In Pieces - Learning to Accept Silence
Where the fuc
k did In Pieces go? That's the million dollar question. I've been rocking out to their only two LPs Learning to Accept Silence
and Lions Write History
for the past two days or so and I can't help thinking that they'd be amazing live (though their show may be underattended). After releasing Lions Write History
in 2005 they toured behind the album and then fell off the face of the earth. I know they have members from other bands like With Honor
, and maybe Life in Your Way
, but come on, aren't those bands broken up or something? And, if ignoring With Honor's self-titled EP, they trump all of those other bands. With all of the crap imitation bands cashing in at Victory Records you'd think there would be some space for In Pieces to unload a third LP in 2007 or 2008. Either way they might not put anything out ever again, and because I've already reviewed their most recent LP, I'm going to take a stab at Learning to Accept Silence
The main reason I love Lions Write History
(enough to rank it a 5/5) is the tightness of the band's songwriting. Every moment seems carefully crafted enough to tear apart the listener. Every interweaving guitar line, heavy bass tone, anything and everything is interesting, fun, and emotionally compelling. It is a perfect post-hardcore release. And if Lions Write History
is post-hardcore at its tightest, Learning to Accept Silence
is its looser young sibling. Don't get me wrong, the album is well-crafted, but instead of carefully segueing between different sections and ideas, this younger version of In Pieces specializes in jutting transitions between different section and tearing apart the listener through massive emotional leaps instead of careful, immaculate baby steps. The resulting feel is much "looser" as I've labeled it, and while not perfect is also very effective at producing awesome songs. Take the album's best track, "A Fitting Lie." At around 2:50 there is a crazy tempo shift. The song is blaring along in a swift 4/4 and then all of sudden the melodic, fast sound breaks down into a solo rhythm guitar strumming in a 4/4 that uses the eighth note value of the previous tempo as an eighth triplet, effectively changing the tempo to 12 original eighths for every 8 new eighths, a jutting shift, but it succeeds, all because In Pieces forces two beautifully composed sections of their song up against each other.
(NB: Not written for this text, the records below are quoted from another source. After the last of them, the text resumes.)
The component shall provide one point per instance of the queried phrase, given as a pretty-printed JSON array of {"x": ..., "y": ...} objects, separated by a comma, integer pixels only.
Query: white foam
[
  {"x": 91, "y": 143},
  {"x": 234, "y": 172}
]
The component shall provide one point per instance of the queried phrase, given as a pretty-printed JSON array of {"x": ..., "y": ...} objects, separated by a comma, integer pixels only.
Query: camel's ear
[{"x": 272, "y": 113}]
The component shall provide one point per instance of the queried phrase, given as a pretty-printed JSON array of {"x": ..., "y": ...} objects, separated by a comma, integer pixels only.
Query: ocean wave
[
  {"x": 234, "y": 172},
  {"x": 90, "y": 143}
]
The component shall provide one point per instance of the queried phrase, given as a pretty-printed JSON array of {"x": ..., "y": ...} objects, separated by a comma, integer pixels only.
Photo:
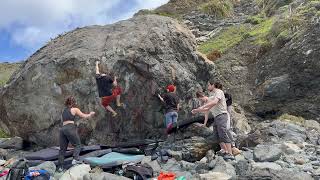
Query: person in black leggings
[{"x": 68, "y": 131}]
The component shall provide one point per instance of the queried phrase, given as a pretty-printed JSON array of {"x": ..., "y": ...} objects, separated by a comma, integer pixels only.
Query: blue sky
[{"x": 26, "y": 25}]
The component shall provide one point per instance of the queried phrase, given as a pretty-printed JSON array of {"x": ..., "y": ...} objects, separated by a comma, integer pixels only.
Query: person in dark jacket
[
  {"x": 171, "y": 102},
  {"x": 108, "y": 89}
]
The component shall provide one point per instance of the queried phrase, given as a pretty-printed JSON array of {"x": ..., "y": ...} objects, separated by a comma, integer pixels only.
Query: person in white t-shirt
[{"x": 217, "y": 106}]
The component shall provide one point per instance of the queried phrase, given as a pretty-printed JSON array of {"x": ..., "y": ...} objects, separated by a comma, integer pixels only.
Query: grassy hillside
[
  {"x": 178, "y": 8},
  {"x": 266, "y": 30},
  {"x": 6, "y": 70}
]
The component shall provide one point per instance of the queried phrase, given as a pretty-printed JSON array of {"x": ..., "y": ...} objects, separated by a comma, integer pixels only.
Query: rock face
[{"x": 143, "y": 52}]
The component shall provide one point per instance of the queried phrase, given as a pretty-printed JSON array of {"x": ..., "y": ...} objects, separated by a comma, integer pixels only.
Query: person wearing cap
[
  {"x": 171, "y": 101},
  {"x": 108, "y": 88}
]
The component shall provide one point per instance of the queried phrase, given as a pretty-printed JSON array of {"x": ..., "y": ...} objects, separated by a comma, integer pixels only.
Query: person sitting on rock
[
  {"x": 218, "y": 107},
  {"x": 108, "y": 89},
  {"x": 172, "y": 106},
  {"x": 231, "y": 134},
  {"x": 69, "y": 132}
]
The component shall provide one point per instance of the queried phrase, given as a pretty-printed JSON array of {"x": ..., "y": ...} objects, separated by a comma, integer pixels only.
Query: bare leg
[
  {"x": 118, "y": 100},
  {"x": 228, "y": 148},
  {"x": 109, "y": 108}
]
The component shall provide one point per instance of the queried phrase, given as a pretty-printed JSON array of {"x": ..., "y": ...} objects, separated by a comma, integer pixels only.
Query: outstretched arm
[
  {"x": 83, "y": 115},
  {"x": 97, "y": 67}
]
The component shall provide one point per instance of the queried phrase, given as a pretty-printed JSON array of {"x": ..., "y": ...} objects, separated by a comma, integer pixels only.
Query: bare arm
[
  {"x": 97, "y": 67},
  {"x": 160, "y": 97},
  {"x": 115, "y": 83},
  {"x": 210, "y": 104},
  {"x": 81, "y": 114}
]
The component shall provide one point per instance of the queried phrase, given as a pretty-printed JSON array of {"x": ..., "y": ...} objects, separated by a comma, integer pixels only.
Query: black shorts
[{"x": 220, "y": 125}]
It doesn't have the sophistication of the transitions on their second LP, but if anything it's incredibly effective too. These kinds of instant transitions are favored throughout the album, and as a result every single song is has split personalities between original, beautiful slow sections and furious fast sections.
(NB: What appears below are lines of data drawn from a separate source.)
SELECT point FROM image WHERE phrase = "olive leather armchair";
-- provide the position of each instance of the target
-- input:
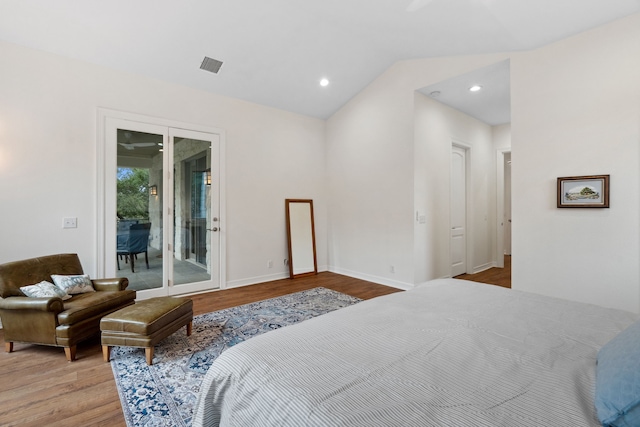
(52, 321)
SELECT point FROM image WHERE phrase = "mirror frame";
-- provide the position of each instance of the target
(288, 202)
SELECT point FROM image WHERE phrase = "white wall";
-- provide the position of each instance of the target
(370, 165)
(48, 110)
(436, 127)
(576, 111)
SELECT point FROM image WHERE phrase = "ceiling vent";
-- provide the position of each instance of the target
(210, 64)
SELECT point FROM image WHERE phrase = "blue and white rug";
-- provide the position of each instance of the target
(165, 393)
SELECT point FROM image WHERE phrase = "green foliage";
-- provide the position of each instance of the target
(586, 191)
(133, 193)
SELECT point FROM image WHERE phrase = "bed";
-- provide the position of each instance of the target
(448, 353)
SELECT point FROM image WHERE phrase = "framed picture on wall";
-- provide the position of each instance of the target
(583, 191)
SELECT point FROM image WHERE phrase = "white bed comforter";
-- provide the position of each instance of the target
(451, 353)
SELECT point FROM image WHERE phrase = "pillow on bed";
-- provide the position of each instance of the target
(618, 379)
(44, 289)
(78, 284)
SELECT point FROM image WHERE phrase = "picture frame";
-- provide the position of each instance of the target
(583, 191)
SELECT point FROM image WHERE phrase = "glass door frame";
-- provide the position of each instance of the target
(106, 161)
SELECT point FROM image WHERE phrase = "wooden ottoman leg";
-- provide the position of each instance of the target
(106, 353)
(148, 351)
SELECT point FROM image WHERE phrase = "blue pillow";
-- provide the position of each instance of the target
(617, 398)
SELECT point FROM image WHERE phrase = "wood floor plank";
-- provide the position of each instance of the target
(38, 387)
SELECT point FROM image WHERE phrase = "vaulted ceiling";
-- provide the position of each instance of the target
(275, 52)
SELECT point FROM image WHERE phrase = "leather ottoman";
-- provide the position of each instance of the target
(145, 323)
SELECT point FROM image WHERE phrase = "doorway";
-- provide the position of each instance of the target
(458, 210)
(175, 197)
(503, 208)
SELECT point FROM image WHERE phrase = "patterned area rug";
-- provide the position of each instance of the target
(165, 393)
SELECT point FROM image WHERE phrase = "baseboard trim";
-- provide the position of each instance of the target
(262, 279)
(375, 279)
(484, 267)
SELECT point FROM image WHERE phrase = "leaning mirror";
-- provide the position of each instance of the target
(301, 237)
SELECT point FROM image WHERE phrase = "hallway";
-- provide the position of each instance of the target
(494, 276)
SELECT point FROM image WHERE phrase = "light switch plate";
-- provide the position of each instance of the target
(70, 223)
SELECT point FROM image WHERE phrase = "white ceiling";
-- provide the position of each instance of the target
(276, 51)
(491, 104)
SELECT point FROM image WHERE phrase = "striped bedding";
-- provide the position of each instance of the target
(449, 353)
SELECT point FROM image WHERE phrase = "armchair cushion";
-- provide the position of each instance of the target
(87, 305)
(75, 284)
(44, 289)
(49, 320)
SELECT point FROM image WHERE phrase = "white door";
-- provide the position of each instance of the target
(165, 182)
(458, 211)
(507, 204)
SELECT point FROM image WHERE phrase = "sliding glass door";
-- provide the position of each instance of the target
(164, 188)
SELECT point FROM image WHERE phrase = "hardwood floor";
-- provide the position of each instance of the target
(38, 387)
(494, 276)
This album also has a slightly different flavor than Lions Write History
. Lions Write History
featured tighter songwriting, with more interweaving of parts, and as a result the album wasn't as visceral or intense as many other post-hardcore albums. There were long meandering sections that got by on their ingenuity and not their ability to produce dynamic shifts or other typical post-hardcore tricks. Learning to Accept Silence
is much more traditional than that. In addition, the sweet sections are all the sweeter and the brutal sections all the more brutal. They will engage in thick and heavy breakdowns with little to no attention to harmony or melody. However, they'll also decide to produce slower sections that are amazingly consonant and catchy. A lot of this is rendered by the guitars, who will use the typical arpeggiation techniques during the slow sections and use a lot of open-note chugging mixed with higher-pitched whining tritone guitar riffs or dyads. So in reality its sort of typical fare. It's a little more expected, which may be because it's from 2002 when this brand of post-hardcore was still incredibly fresh. But, what Learning to Accept Silence
loses from being more traditional, it more than makes up for with the emotion and maturity on this album. The singing and screaming are both top notch, and is really aggressive and in-your-face without being invasive and pleading. The whole album sounds like one that inspires followers and not the other way around. I can practically hear tons of Victory Records bands messing up the intro to "Mistake I'd Made Again" with bad production, cheesy guitar inflections, and whiny vocals.
And other than these specific admirable characteristics, this album just destroys. Every song is memorable and fun. I now listen to it in the shadow of Lions Write History
but in a lot of ways, this album has its older brother beat. "A Fitting Lie" is the best track in the band's collection and there isn't a weak track on the album. If anything, this is one of the best debut LPs for a post-hardcore, certainly more so than Identity Crisis
, The Frailty of Words
, Wiretap Scars
, Darts to the Sea
, among others. In fact, the only I can think of in competition is Glassjaw's EYEWTKAS
. So ya, Learning to Accept Silence
is the real deal, if a little antiquated against the band's most recent effort.